Insegurança jurídica ampliada pelas Cortes Superiores
As mesmas Cortes que pretendem ser instâncias uniformizadoras do direito, acabam criando instabilidade ao se recusarem a examinar recursos.
terça-feira, 5 de agosto de 2025
Atualizado às 13:32
O STJ decidiu recentemente, no EAREsp 2.713.290, que não cabem embargos de divergência para discutir revaloração de fatos.
A decisão, divulgada por diversos veículos jurídicos, impõe mais um obstáculo ao já difícil acesso às instâncias superiores e acende um alerta sobre o crescente fechamento dos tribunais às teses defensivas.
Para compreender o alcance da decisão, é necessário relembrar a função dos embargos de divergência no processo penal, o qual se revela como um recurso previsto no CPC, aplicável subsidiariamente no processo penal, destinado a uniformizar o entendimento interno do tribunal, quando suas turmas divergem quanto à interpretação de lei federal.
Ou seja, objetiva assegurar previsibilidade e coerência nas decisões.
No caso julgado, a parte opôs embargos de divergência com base em um acórdão paradigma proferido pela própria Corte Superiores, alegando que, em situação semelhante, houve decisão distinta, o que ensejaria a uniformização ou o esclarecimento dos entendimentos internos do Tribunal.
Entretanto, o STJ afastou a admissibilidade do recurso sob o argumento de que não é cabível para revalorar fatos e provas,
Ocorre que a linha entre revaloração e interpretação jurídica é cada vez mais tênue, e é justamente essa tênue distinção que vem sendo usada para barrar o acesso aos recursos, considerando que decisões como essa revelam uma tendência crescente das Cortes Superiores brasileiras: negar seguimento aos recursos, mesmo quando apontam descumprimento de seus próprios precedentes.
O paradoxo, portanto, é evidente: as mesmas Cortes que pretendem ser instâncias uniformizadoras do direito, acabam criando instabilidade ao se recusarem a examinar recursos sob o pretexto de que envolvem matéria fática.
Desse modo, quando se nega a aplicação de um entendimento jurisprudencial consolidado, resta ao jurisdicionado o manejo do habeas corpus como forma substitutiva de impugnação, por não restar outro instrumento suscetível de ser utilizado para o caso concreto.
Todavia, esse cenário é sintomático, denotando não apenas a dificuldade de se obter tutela efetiva em instâncias superiores, mas também a banalização do habeas corpus, hoje abarrotado por demandas repetitivas que poderiam ser evitadas com a aplicação verticalizada dos precedentes.

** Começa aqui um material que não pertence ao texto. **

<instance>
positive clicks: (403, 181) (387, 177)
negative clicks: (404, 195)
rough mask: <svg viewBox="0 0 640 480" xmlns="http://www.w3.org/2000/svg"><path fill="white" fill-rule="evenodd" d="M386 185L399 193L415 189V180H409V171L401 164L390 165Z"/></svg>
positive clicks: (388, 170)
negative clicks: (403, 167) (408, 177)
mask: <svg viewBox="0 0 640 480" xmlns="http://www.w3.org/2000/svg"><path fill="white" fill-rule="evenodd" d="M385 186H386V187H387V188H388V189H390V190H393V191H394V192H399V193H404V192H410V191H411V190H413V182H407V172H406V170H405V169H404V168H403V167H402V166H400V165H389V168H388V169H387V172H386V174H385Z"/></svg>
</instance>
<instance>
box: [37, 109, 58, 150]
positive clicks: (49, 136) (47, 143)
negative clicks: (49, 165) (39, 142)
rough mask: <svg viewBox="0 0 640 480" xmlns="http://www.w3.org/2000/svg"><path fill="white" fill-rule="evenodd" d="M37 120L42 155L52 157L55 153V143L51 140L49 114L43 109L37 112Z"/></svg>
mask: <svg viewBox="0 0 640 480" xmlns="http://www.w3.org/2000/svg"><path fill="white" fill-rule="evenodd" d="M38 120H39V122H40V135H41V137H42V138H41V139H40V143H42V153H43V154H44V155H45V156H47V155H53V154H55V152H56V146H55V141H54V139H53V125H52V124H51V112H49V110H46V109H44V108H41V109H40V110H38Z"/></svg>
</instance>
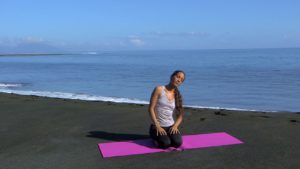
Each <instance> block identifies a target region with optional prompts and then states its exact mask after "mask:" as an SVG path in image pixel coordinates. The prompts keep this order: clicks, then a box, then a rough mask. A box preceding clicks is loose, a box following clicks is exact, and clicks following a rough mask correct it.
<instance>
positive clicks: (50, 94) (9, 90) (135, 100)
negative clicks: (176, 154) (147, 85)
mask: <svg viewBox="0 0 300 169" xmlns="http://www.w3.org/2000/svg"><path fill="white" fill-rule="evenodd" d="M0 92H3V93H14V94H20V95H34V96H42V97H51V98H61V99H76V100H87V101H109V102H115V103H135V104H149V102H147V101H143V100H138V99H130V98H118V97H105V96H95V95H88V94H76V93H66V92H49V91H23V90H9V89H0Z"/></svg>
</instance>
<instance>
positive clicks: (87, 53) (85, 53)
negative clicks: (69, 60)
mask: <svg viewBox="0 0 300 169" xmlns="http://www.w3.org/2000/svg"><path fill="white" fill-rule="evenodd" d="M82 54H86V55H96V54H97V52H83V53H82Z"/></svg>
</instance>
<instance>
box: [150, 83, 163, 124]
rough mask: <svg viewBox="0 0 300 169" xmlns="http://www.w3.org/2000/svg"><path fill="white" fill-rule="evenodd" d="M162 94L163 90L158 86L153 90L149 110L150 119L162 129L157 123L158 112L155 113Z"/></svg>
mask: <svg viewBox="0 0 300 169" xmlns="http://www.w3.org/2000/svg"><path fill="white" fill-rule="evenodd" d="M160 92H161V88H160V87H159V86H157V87H156V88H155V89H154V90H153V92H152V94H151V99H150V104H149V108H148V112H149V115H150V118H151V120H152V122H153V124H155V126H156V127H160V124H159V122H158V121H157V118H156V112H155V106H156V104H157V100H158V97H159V94H160Z"/></svg>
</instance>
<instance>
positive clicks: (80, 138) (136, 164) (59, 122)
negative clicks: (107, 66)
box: [0, 93, 300, 169]
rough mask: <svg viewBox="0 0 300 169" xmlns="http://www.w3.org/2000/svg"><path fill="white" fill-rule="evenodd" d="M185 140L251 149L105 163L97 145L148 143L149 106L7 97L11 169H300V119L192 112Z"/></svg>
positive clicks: (108, 161) (2, 101)
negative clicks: (227, 134) (197, 134)
mask: <svg viewBox="0 0 300 169" xmlns="http://www.w3.org/2000/svg"><path fill="white" fill-rule="evenodd" d="M185 112H186V113H185V117H184V122H183V124H182V126H181V128H180V130H181V132H182V133H183V134H184V135H187V134H201V133H212V132H227V133H229V134H230V135H232V136H234V137H236V138H238V139H240V140H242V141H243V142H244V144H239V145H230V146H221V147H211V148H202V149H193V150H186V151H181V152H179V151H178V152H169V153H153V154H144V155H134V156H126V157H114V158H102V156H101V154H100V152H99V150H98V147H97V143H104V142H111V141H121V140H133V139H141V138H148V137H149V136H148V126H149V124H150V119H149V115H148V112H147V105H138V104H118V103H111V102H98V101H97V102H96V101H95V102H91V101H79V100H66V99H53V98H45V97H37V96H19V95H14V94H3V93H1V94H0V135H1V139H0V164H1V168H3V169H71V168H72V169H80V168H82V169H94V168H95V169H101V168H103V169H131V168H133V169H134V168H136V169H141V168H147V169H148V168H149V169H167V168H170V169H192V168H195V169H196V168H197V169H199V168H201V169H232V168H233V169H296V168H298V167H299V165H300V162H299V157H300V144H299V143H300V135H299V133H300V113H287V112H280V113H269V112H241V111H229V110H213V109H191V108H186V109H185Z"/></svg>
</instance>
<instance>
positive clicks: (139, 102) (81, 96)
mask: <svg viewBox="0 0 300 169" xmlns="http://www.w3.org/2000/svg"><path fill="white" fill-rule="evenodd" d="M0 92H2V93H13V94H19V95H33V96H41V97H50V98H61V99H74V100H86V101H105V102H115V103H133V104H149V101H144V100H139V99H131V98H118V97H105V96H95V95H88V94H76V93H66V92H50V91H23V90H10V89H1V88H0ZM184 107H187V108H201V109H225V110H237V111H259V110H254V109H241V108H225V107H212V106H210V107H209V106H195V105H184ZM268 112H276V111H268Z"/></svg>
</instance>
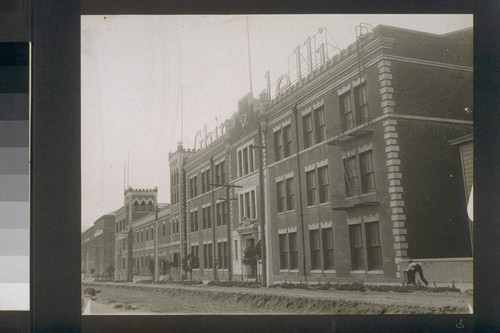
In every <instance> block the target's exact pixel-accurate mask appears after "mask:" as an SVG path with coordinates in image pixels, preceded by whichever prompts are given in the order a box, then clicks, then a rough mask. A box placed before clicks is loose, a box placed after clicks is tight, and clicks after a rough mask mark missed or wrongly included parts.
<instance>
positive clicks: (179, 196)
mask: <svg viewBox="0 0 500 333" xmlns="http://www.w3.org/2000/svg"><path fill="white" fill-rule="evenodd" d="M179 182H180V181H179V171H178V170H177V169H176V168H173V169H172V170H171V171H170V196H171V199H172V204H173V205H175V204H178V203H179V198H180V196H179Z"/></svg>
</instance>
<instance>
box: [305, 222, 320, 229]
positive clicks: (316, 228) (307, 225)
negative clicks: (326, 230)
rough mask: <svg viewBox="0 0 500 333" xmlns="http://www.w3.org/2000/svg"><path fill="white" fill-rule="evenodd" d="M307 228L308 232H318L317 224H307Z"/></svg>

Portanto, a crise é de legitimidade.
Além disso, a reação interna nos próprios tribunais já é, há algum tempo, visível, com alguns ministros apontando a ineficácia do sistema recursal atual e o esvaziamento do papel das Cortes Superiores como instâncias de correção de ilegalidades das instâncias ordinárias.
Ademais, a decisão da Corte Cidadã, ao limitar o alcance dos embargos de divergência, reforça o isolamento das instâncias superiores e fragiliza a uniformização da jurisprudência, tendo como efeito prático o aumento da insegurança jurídica e o descrédito na aplicação do direito como instrumento de justiça.
É necessário observar, portanto, que a uniformização e aplicação do entendimento jurisprudencial não pode ser letra morta, demandando o resgate da função institucional dos tribunais superiores, sob pena de aprofundar a crise de confiança no sistema de justiça.